Minneapolis is in the midst of a building boom. So lately I've been asking myself: "Where's Barbara Flanagan?"
As a Star Tribune columnist for decades, Flanagan was an advocate for vibrant sidewalks, a strong downtown and an overall more attractive city during some of Minneapolis' toughest years. Many may remember her passion for sidewalk cafes and Nicollet Mall, but the breadth of her work is clear when perusing news clippings about the city's largest development projects.
Take this particularly prescient column from 1977, for example, predicting that Kmart's parking lot would become an asphalt eyesore on W. Lake Street.
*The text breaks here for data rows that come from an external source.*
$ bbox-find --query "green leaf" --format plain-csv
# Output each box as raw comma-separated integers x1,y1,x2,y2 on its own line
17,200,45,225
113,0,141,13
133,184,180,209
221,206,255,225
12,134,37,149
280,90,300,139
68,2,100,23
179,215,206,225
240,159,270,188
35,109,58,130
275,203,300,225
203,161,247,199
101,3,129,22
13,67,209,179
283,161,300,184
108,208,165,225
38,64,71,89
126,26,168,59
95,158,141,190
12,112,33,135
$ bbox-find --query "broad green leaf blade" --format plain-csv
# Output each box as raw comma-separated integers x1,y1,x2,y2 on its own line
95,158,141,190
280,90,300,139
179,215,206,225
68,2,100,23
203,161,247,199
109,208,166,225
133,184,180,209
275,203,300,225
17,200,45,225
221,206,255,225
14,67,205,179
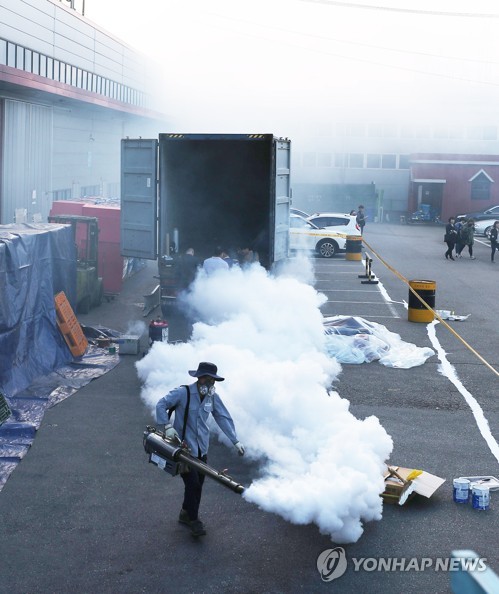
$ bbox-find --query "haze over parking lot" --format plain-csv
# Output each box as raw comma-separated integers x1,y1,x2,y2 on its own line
86,0,499,139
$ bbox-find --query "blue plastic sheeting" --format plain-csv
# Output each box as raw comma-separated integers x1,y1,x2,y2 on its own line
0,345,119,491
0,223,76,396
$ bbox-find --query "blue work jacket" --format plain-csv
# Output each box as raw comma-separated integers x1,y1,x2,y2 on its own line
156,384,238,456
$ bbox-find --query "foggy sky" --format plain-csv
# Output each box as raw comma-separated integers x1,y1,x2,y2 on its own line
86,0,499,135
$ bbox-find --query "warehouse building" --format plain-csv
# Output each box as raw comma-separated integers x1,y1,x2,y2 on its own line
0,0,166,224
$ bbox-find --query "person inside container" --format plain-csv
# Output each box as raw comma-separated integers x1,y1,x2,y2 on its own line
156,361,245,537
237,244,260,267
203,246,229,274
178,248,200,289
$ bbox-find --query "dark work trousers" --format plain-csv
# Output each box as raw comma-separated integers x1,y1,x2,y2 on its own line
180,456,207,520
444,241,456,258
457,243,473,258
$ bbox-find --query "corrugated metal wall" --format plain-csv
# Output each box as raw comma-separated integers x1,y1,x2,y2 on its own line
0,99,52,224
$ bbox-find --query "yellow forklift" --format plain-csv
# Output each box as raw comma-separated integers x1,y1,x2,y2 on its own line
48,215,104,314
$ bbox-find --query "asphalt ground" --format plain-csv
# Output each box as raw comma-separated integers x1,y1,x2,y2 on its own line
0,224,499,594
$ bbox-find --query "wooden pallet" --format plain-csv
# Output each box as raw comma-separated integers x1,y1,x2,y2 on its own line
54,291,88,357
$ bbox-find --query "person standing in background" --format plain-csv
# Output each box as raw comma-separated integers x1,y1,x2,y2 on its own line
444,217,457,260
203,246,229,274
458,219,476,260
355,204,367,235
490,221,499,263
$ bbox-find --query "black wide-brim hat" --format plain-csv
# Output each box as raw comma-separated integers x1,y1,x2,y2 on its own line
189,361,225,382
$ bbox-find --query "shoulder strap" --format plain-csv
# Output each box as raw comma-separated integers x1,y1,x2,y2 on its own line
168,385,191,441
182,385,191,441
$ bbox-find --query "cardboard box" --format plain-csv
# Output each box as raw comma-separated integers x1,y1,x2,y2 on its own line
113,334,140,355
381,465,445,505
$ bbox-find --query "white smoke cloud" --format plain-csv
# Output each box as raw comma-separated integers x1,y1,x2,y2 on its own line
137,260,392,543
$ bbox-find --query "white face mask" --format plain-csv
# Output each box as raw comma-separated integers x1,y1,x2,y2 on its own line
198,384,215,396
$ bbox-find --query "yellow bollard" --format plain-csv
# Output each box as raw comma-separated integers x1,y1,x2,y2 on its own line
408,280,437,324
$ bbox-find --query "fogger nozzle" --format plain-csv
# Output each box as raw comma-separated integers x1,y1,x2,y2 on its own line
143,426,244,494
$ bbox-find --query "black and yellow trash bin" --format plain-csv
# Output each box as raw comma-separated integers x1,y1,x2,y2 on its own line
408,280,437,324
345,235,362,260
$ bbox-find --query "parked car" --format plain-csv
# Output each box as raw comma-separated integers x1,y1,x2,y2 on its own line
305,212,360,235
475,215,499,239
456,205,499,222
289,214,360,258
289,208,310,219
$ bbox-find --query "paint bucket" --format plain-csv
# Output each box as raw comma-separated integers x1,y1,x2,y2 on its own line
408,280,437,324
471,485,490,510
452,478,470,503
345,235,362,260
149,318,168,344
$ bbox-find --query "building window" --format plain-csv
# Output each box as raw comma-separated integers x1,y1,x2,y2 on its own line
367,124,383,138
348,153,364,168
366,155,381,169
483,126,497,140
381,155,397,169
317,153,331,167
399,155,410,169
53,188,71,200
334,153,347,167
303,153,317,167
347,124,366,136
471,173,491,200
80,185,101,198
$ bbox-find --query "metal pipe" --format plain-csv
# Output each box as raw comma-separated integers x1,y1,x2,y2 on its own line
144,427,244,494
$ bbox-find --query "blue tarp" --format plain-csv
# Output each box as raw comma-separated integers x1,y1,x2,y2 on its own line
0,223,76,397
0,345,119,491
0,223,76,489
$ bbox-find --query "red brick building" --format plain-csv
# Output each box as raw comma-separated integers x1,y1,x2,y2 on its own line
408,154,499,221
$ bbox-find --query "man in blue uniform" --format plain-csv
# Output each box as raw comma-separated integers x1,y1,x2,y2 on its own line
156,361,244,536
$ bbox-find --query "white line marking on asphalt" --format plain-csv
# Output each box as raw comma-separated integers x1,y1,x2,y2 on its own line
368,264,400,318
428,320,499,462
327,299,400,302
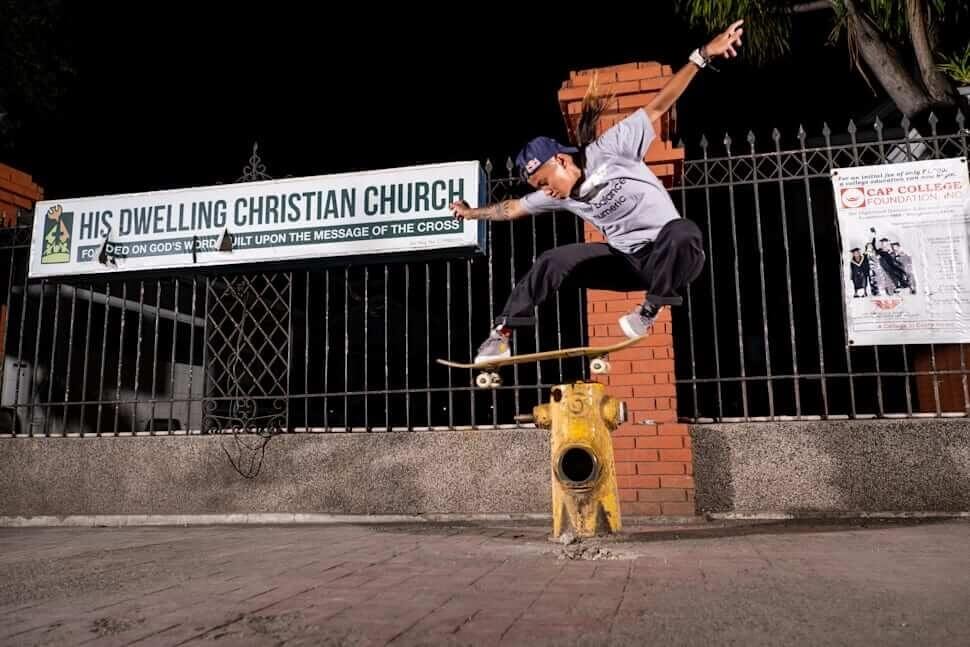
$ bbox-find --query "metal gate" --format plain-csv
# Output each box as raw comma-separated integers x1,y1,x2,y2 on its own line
0,148,586,436
674,113,970,422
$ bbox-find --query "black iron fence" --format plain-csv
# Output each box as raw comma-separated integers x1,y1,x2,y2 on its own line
0,158,586,436
7,115,970,436
674,113,970,422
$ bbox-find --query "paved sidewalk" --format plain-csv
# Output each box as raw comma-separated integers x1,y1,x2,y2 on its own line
0,520,970,647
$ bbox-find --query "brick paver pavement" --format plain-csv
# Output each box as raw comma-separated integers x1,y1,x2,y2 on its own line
0,520,970,646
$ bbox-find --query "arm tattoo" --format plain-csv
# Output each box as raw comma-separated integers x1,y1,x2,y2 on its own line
488,200,512,220
473,200,514,220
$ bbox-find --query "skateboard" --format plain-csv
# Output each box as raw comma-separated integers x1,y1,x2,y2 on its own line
436,335,646,388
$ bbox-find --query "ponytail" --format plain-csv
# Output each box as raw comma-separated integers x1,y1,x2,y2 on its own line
573,72,615,151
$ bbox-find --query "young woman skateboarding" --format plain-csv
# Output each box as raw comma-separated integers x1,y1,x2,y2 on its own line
451,20,743,363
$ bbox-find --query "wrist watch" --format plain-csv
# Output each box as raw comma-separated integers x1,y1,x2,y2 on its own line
690,48,710,69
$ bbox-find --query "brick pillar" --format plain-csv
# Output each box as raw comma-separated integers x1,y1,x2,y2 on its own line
559,63,694,516
0,164,44,361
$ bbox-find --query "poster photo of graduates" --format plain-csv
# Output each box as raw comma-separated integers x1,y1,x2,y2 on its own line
845,227,919,299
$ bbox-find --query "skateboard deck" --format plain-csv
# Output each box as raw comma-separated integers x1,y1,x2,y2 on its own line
437,335,646,370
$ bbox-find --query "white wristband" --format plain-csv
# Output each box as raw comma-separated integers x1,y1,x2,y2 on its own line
690,49,707,69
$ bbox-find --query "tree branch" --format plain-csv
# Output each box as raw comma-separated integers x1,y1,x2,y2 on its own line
788,0,835,13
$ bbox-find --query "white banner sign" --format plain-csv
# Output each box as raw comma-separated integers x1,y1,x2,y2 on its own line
29,162,485,278
832,158,970,346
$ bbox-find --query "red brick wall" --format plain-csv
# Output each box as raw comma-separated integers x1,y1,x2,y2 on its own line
0,164,44,361
559,62,694,515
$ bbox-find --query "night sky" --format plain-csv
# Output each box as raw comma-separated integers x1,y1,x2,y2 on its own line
0,2,879,198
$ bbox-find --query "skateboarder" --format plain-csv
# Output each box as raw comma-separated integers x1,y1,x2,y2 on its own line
451,20,743,363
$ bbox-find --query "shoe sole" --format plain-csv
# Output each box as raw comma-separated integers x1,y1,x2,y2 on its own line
620,317,646,339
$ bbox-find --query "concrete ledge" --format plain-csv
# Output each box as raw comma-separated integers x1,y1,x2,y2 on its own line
0,429,552,525
691,419,970,518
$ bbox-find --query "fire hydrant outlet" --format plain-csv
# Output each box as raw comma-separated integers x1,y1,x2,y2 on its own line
556,447,599,487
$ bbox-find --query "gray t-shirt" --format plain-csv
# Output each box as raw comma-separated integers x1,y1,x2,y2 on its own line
522,108,680,253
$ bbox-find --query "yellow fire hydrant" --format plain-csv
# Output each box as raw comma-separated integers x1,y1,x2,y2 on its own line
532,382,625,538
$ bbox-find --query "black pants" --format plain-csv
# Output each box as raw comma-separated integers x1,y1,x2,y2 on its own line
495,218,705,326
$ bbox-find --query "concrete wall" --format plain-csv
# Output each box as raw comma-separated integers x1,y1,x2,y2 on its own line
0,429,551,517
691,419,970,514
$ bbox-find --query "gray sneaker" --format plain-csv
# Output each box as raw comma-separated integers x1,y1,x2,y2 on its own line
620,304,660,339
474,326,512,364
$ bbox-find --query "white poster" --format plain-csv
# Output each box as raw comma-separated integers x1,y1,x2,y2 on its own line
29,162,484,278
832,158,970,346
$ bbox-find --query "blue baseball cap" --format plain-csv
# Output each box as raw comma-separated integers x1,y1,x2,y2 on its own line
515,137,579,177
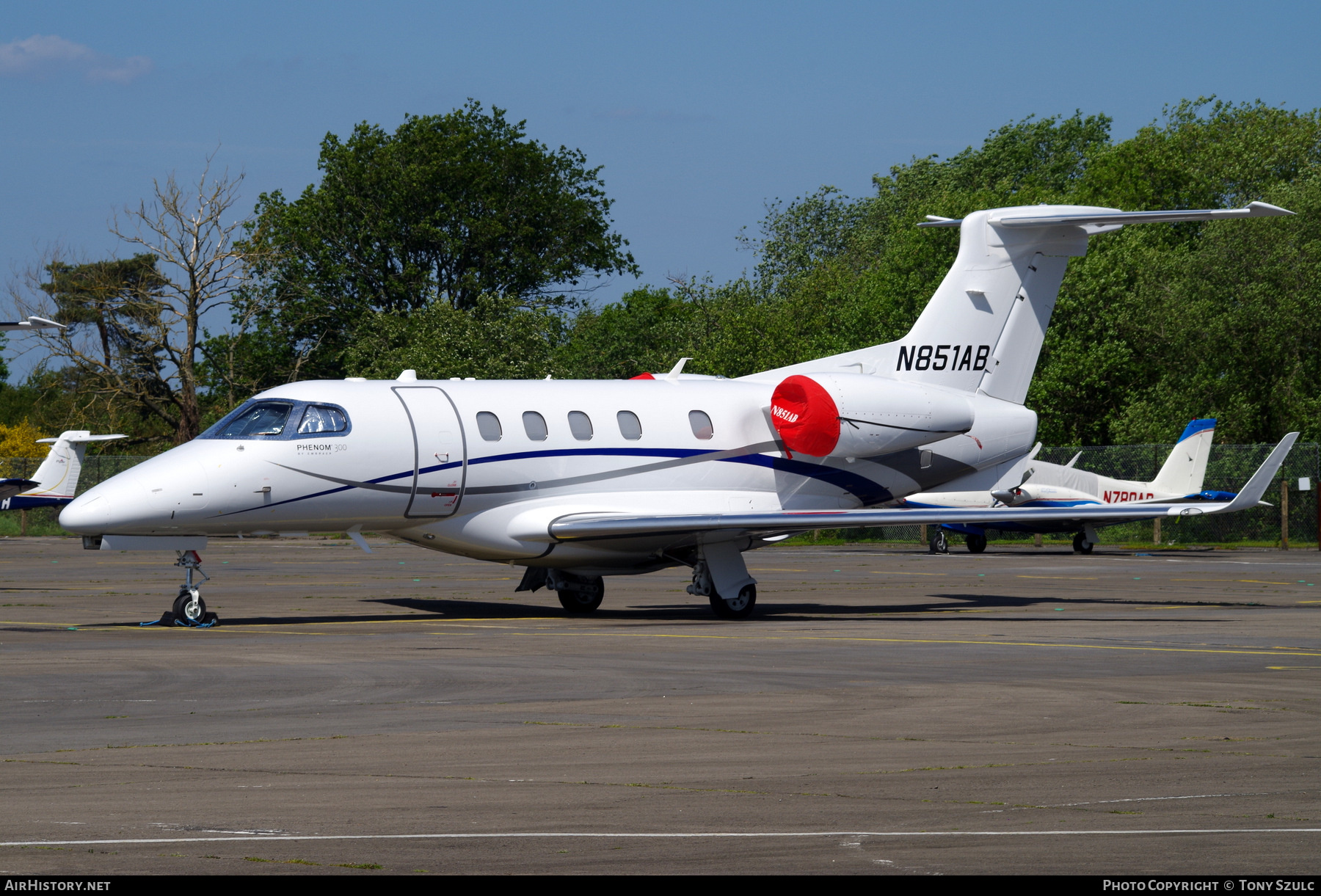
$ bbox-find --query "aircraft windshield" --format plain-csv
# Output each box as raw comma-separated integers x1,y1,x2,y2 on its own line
299,404,349,434
215,401,294,439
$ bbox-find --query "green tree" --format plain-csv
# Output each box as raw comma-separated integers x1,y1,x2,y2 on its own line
16,160,252,444
236,101,638,385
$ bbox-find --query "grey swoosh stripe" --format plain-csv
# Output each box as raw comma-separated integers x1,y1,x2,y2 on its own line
276,441,779,495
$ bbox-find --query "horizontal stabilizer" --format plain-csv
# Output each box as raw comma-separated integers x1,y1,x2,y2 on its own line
547,432,1298,542
37,431,128,445
918,203,1293,231
987,203,1293,227
1217,432,1298,513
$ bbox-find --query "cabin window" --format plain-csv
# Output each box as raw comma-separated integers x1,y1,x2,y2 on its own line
299,404,349,436
477,411,505,441
523,411,545,441
569,411,592,441
614,411,642,439
688,411,716,439
211,401,294,439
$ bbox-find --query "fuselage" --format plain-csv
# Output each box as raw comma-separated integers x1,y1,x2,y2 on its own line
61,375,1036,572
"The Lake and Nicollet neighborhood, with its senior-citizen apartments and low-rent housing, should have been planned more for pedestrian shoppers than for commuters in cars," Flanagan wrote in a column calling for Kmart and Supervalu to better adhere to city design standards.
Flanagan joined the Minneapolis Times in 1944, when it was still located on "Newspaper Row." She soon joined the Minneapolis Tribune, then later the Star, eventually writing a column that ran from 1965 until her retirement in 1988. She continued writing it monthly until 2012.
We caught up with her this month at her new apartment in a Wayzata senior facility, where she moved with her husband in August after nearly a lifetime in Minneapolis. Below is a condensed version of our hourlong interview.
On the $50 million Nicollet Mall renovation plans:
"I don't think these people are thinking. And I don't know who the New Yorkers are that they've hired. They want to put in a whole lot of plants. Well, fine, you can put in the plants. … You need to fix it up. There's no question that it has needed a general care."
You think their priorities are in the wrong place? "I do. I think you should think, No. 1, in terms of stores. They put up some business buildings that took away the [retail] store spaces. But you could put them on the ground floor.